If the pre-column is 10% the length of the analytical column, then the elution temperature differential can be significant. If the pre-column is 10-20% the length of the original column, then I recommend trying a backflush that starts at a time corresponding to 25 °C below the elution temperature of the component of interest from the analytical column. Depending on the observed results, adjust the backflush time 10 °C earlier (if later eluting compounds still elute) or later (if the last compound of interest is not observed). Fine tune in 5 °C increments if more precision is necessary. In this manner within a couple experiments one can hone in on a suitable backflush time/temperature. Make sure to leave yourself a little buffer room to accommodate slight changes in column length, diameter, or film thickness as pre-column is replaced.

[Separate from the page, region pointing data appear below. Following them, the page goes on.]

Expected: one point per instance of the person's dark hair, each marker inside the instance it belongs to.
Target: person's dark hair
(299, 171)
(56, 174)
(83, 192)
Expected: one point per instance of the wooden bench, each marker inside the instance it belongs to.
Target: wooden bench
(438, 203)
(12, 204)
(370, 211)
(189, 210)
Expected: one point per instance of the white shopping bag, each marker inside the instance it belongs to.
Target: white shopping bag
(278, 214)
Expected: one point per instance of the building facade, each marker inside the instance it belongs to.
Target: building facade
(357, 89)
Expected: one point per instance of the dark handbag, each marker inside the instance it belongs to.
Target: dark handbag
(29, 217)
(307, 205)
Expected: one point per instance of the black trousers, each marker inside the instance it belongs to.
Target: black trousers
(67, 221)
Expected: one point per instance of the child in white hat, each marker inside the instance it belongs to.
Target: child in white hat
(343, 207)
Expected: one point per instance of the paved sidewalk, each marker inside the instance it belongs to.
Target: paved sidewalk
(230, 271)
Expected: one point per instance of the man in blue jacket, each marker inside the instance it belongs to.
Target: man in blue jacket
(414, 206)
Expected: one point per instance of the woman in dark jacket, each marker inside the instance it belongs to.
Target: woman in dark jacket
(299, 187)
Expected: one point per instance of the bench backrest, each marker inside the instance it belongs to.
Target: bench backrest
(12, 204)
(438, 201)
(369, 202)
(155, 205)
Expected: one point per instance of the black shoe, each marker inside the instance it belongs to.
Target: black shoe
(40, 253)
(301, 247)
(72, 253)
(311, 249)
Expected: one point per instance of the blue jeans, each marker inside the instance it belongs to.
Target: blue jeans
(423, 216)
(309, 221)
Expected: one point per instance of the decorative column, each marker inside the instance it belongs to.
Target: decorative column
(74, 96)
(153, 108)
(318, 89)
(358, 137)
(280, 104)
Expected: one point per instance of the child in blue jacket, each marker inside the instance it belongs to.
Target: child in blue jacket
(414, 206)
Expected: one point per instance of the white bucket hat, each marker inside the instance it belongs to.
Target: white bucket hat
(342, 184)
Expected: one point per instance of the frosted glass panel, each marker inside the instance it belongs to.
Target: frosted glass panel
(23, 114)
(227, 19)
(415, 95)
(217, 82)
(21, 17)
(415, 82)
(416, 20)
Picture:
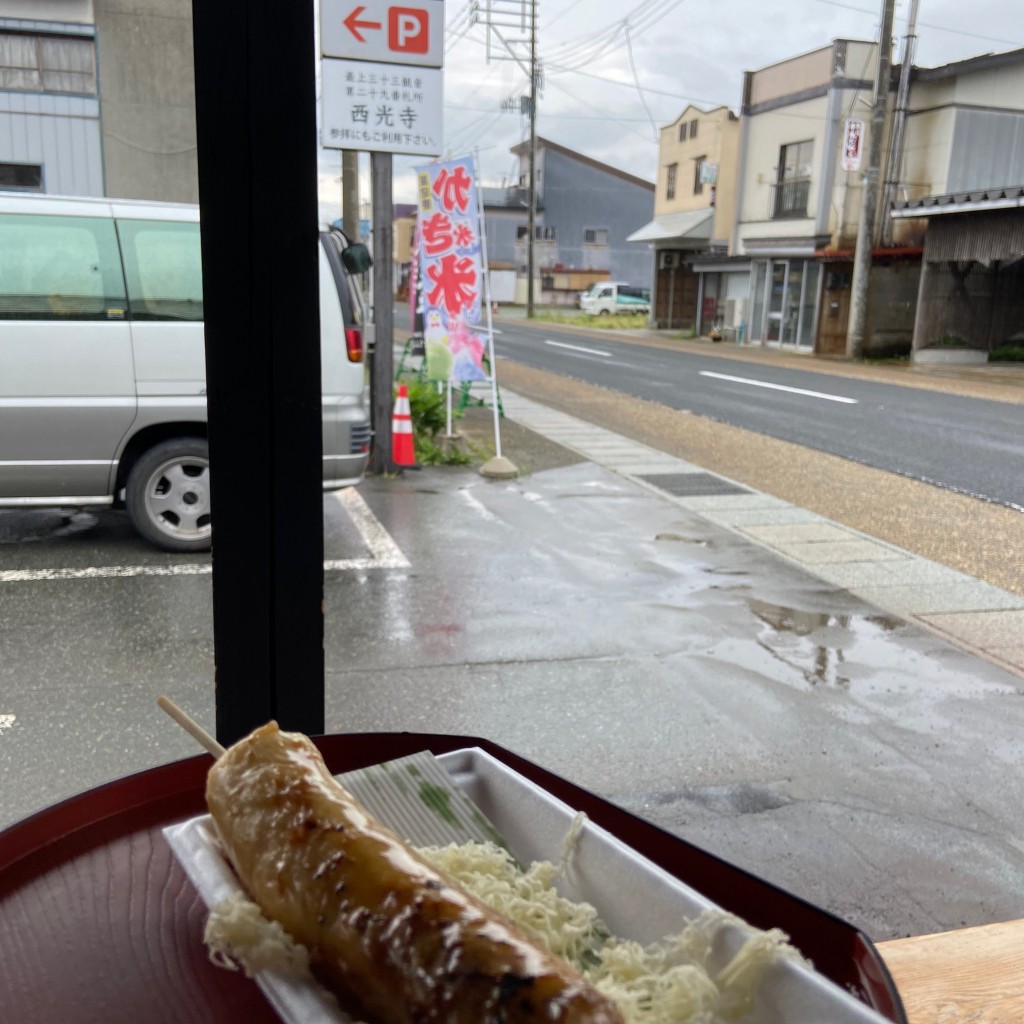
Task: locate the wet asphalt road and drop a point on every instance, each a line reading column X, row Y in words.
column 963, row 443
column 598, row 629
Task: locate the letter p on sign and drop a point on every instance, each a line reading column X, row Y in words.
column 407, row 30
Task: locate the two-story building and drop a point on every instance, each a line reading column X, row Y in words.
column 97, row 98
column 804, row 137
column 694, row 205
column 960, row 190
column 586, row 211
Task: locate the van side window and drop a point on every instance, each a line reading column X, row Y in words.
column 164, row 269
column 59, row 268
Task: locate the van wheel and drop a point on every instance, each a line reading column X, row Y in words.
column 168, row 495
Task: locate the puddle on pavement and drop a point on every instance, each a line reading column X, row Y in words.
column 818, row 644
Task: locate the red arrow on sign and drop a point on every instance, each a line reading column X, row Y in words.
column 353, row 24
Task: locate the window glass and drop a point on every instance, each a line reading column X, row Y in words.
column 47, row 64
column 22, row 177
column 793, row 189
column 59, row 268
column 164, row 270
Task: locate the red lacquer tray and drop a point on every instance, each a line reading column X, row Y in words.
column 99, row 923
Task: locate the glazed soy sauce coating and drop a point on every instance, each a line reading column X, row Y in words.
column 389, row 933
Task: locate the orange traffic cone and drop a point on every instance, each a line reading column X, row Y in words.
column 402, row 452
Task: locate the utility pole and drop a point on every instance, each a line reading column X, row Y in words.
column 895, row 163
column 382, row 368
column 532, row 161
column 869, row 203
column 521, row 16
column 350, row 193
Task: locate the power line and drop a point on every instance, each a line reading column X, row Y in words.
column 927, row 25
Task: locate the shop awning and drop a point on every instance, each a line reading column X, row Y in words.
column 690, row 229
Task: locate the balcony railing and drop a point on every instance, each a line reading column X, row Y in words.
column 790, row 198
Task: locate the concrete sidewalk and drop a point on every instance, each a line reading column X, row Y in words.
column 977, row 616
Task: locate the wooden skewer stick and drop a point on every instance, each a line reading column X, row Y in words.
column 190, row 726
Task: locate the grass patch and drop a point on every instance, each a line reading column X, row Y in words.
column 427, row 404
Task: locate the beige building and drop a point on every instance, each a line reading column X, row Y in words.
column 805, row 136
column 694, row 204
column 958, row 192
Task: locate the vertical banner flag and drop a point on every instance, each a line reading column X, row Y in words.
column 451, row 269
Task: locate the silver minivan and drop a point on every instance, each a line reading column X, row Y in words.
column 102, row 389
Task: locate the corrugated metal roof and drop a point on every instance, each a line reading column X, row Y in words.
column 694, row 225
column 1003, row 198
column 982, row 238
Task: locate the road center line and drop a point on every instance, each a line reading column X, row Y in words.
column 578, row 348
column 780, row 387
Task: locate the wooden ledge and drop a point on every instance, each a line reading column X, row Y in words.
column 970, row 976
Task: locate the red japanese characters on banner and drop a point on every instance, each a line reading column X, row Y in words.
column 451, row 269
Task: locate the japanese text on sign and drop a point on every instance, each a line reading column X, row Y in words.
column 451, row 268
column 381, row 108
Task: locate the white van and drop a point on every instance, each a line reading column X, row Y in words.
column 102, row 372
column 606, row 297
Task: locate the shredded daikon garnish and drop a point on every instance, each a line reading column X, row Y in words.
column 668, row 982
column 238, row 934
column 675, row 981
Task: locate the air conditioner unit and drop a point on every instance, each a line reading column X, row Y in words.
column 735, row 311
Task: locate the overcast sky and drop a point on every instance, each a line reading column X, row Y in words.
column 614, row 73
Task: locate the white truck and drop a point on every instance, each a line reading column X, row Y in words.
column 605, row 297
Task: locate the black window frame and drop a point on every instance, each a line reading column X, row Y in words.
column 793, row 187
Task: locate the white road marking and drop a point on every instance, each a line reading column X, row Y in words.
column 478, row 506
column 578, row 348
column 781, row 387
column 384, row 554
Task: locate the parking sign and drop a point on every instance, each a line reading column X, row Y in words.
column 408, row 33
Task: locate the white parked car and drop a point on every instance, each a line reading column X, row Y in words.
column 102, row 366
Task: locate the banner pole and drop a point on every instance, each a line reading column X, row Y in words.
column 491, row 323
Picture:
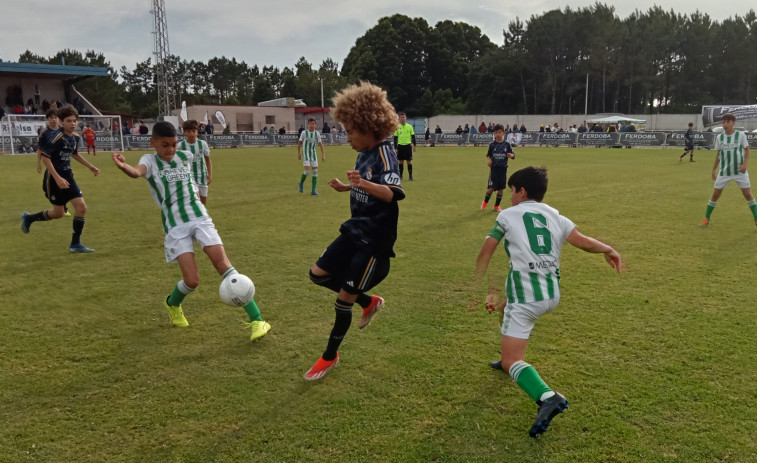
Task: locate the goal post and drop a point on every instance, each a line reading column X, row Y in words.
column 19, row 133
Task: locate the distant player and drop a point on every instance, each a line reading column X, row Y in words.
column 730, row 165
column 534, row 234
column 309, row 139
column 358, row 259
column 404, row 137
column 688, row 139
column 57, row 148
column 89, row 137
column 53, row 123
column 496, row 158
column 202, row 168
column 185, row 220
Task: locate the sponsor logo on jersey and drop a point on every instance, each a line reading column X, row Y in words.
column 391, row 178
column 542, row 264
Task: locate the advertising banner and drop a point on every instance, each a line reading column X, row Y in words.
column 223, row 141
column 700, row 139
column 598, row 138
column 289, row 139
column 565, row 138
column 529, row 138
column 451, row 138
column 713, row 115
column 137, row 142
column 256, row 139
column 642, row 138
column 480, row 138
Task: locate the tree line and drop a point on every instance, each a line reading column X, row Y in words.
column 654, row 61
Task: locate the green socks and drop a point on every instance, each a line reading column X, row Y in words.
column 753, row 207
column 529, row 380
column 253, row 312
column 178, row 294
column 710, row 206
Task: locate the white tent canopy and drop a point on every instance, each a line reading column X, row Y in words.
column 616, row 120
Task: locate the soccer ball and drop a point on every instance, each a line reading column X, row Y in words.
column 237, row 290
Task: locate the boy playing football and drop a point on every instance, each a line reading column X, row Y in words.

To accomplish a backflush, simply time program inlet pressure to reduce to a low, but controllable, pressure, such as 1-2 psig. Even though the inlet pressure goes down, the junction pressure is maintained such that the analysis can continue in the normal manner in the second column. In this way, backflush of the pre-column happens while the analysis continues. Remember to ensure that the split vent flow is at least 10% higher than the calculated backflush flow rate.
The length of time one should backflush follows the same guidelines as when post-column backflush is used: even though less column volumes might work, 10 void volumes is a safe benchmark. Calculate the reversed column flow through the pre-column based on its dimensions, temperature, and carrier gas type. If the requisite number of void volumes can not be accomplished before the elution of the last component of interest from the analytical column, then add the extra time needed as a post-run backflush event, or simply maintain the temperature and pressure conditions at the time of the elution of the last compound of interest. One always has the option to increase the junction pressure to speed up the flow in the pre-column and decrease post-run backflush time. Just be aware that this also increases the forward flow through the analytical column, so be careful to not exceed the recommended flow going to any flow sensitive detectors.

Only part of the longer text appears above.